Like a missing puzzle piece, Hamas fits neatly into Iranian and Syrian plans to play a dominant role in the Middle East. By filling the power vacuum created in Hamas by Sheikh Yassin's assassination, Hezbollah has an opportunity to consolidate the Palestinian factions and present a united front against Israel - creating a balance of terror with the region's pre-eminent military power. Hamas' regional links can be put to use helping Iran and Syria undermine the United States and its allies, particularly in Iraq and Jordan. Finally, Hamas supporters may link with Hezbollah's international terror network, expanding their ability to intimidate around the globe.

Notes

  [1] See Gary Gambill, Sponsoring Terrorism: Syria and Hamas, Middle East Intelligence Bulletin, October 2002. Figures about Hamas finances vary widely, but there is little question that Iran provides substantial financial support for Hamas.
  [2] See Yassin Raises US $400 Million, Worries Palestinian Government, ArabicNews.com, 27 May 1998.
  [3] Hamas Divided Against Itself, Middle East Intelligence Bulletin, June 1999.

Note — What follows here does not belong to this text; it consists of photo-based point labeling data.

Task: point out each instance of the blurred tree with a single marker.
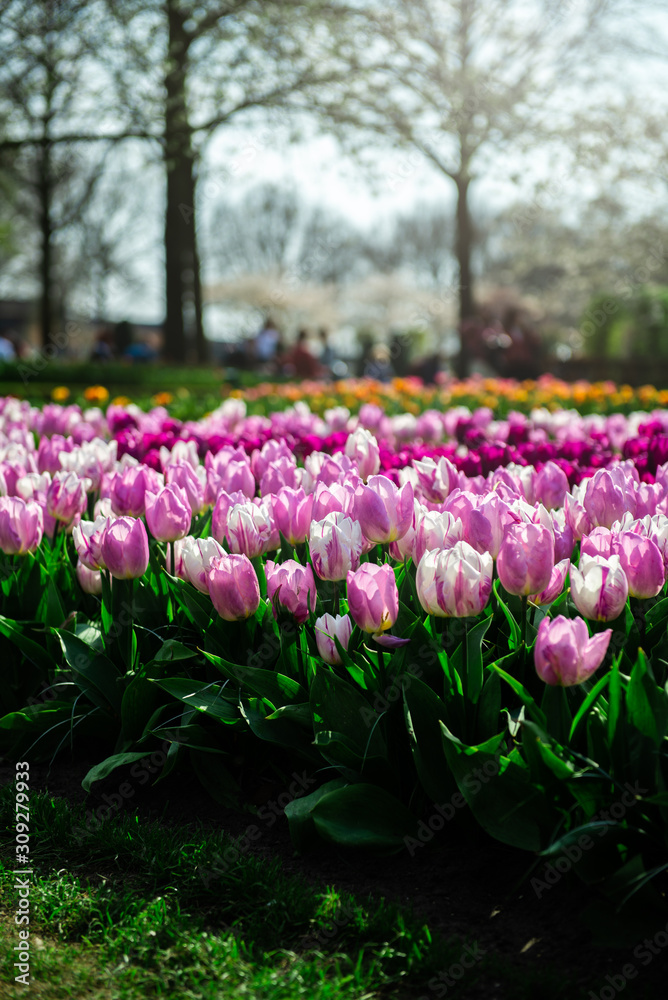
(193, 67)
(478, 86)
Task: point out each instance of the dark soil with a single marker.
(462, 884)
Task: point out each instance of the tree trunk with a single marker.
(184, 335)
(44, 185)
(463, 247)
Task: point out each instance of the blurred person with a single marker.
(379, 365)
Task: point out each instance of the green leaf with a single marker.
(95, 674)
(268, 684)
(201, 696)
(298, 812)
(364, 817)
(104, 769)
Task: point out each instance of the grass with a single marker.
(138, 909)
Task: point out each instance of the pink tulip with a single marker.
(607, 496)
(555, 585)
(456, 582)
(233, 587)
(373, 598)
(564, 653)
(327, 627)
(66, 496)
(128, 488)
(362, 449)
(125, 548)
(642, 562)
(526, 559)
(436, 530)
(292, 586)
(292, 512)
(599, 587)
(87, 537)
(486, 524)
(196, 556)
(335, 546)
(184, 475)
(21, 526)
(250, 529)
(550, 485)
(168, 513)
(90, 580)
(384, 510)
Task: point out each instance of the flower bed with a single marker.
(441, 616)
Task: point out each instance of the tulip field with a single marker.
(434, 610)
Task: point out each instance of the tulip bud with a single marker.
(455, 582)
(335, 546)
(564, 654)
(292, 586)
(234, 587)
(125, 548)
(373, 598)
(599, 587)
(326, 629)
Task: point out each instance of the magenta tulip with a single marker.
(292, 586)
(526, 559)
(564, 653)
(168, 513)
(125, 548)
(455, 582)
(373, 598)
(599, 587)
(21, 525)
(384, 511)
(327, 628)
(234, 587)
(642, 562)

  [4] The Jerusalem Post, 7 August 2003.
  [5] How Hamas-Hezbollah Rivalry Is Terrorizing Israel, Time, 23 April 2001.
  [6] Ma'ariv, 5 March 2004.
  [7] Ma'ariv, 5 March 2004.
  [8] Ze'ev Schiff, "Background / Hezbollah had a role in Ashdod bombing," Ha'aretz (English edition), 28 March 2004.
  [9] "Hezbollah using Palestinian militants to fight Israel," The Associated Press, 11 April 2004; "The limits of the fence," Mideast Mirror, 15 March 2004.
  [10] Middle East Newsline, 31 March 2004.
  [11] Alex Fishman, "Hamas, With It's Leaders Liquidated -Looks to Tehran For Guidance on Terror," Forward, 22 April 2004.
  [12] Ilan Berman, Trilateral Maneuvers, National Review Online, 19 March 2004.
  [13] The Los Angeles Times, 25 March 2004.
  [14] The founder and Executive Director of the Council on American-Islamic Relations (CAIR), Nihad Awad was also the public relations director for the Islamic Association for Palestine - which was led by Abu Marzouq when he lived in the United States. For an in-depth description of the links between Hamas and CAIR see Steven Emerson, American Jihad: The Terrorists Living Among Us, (Free Press, 2002) pp. 197-203.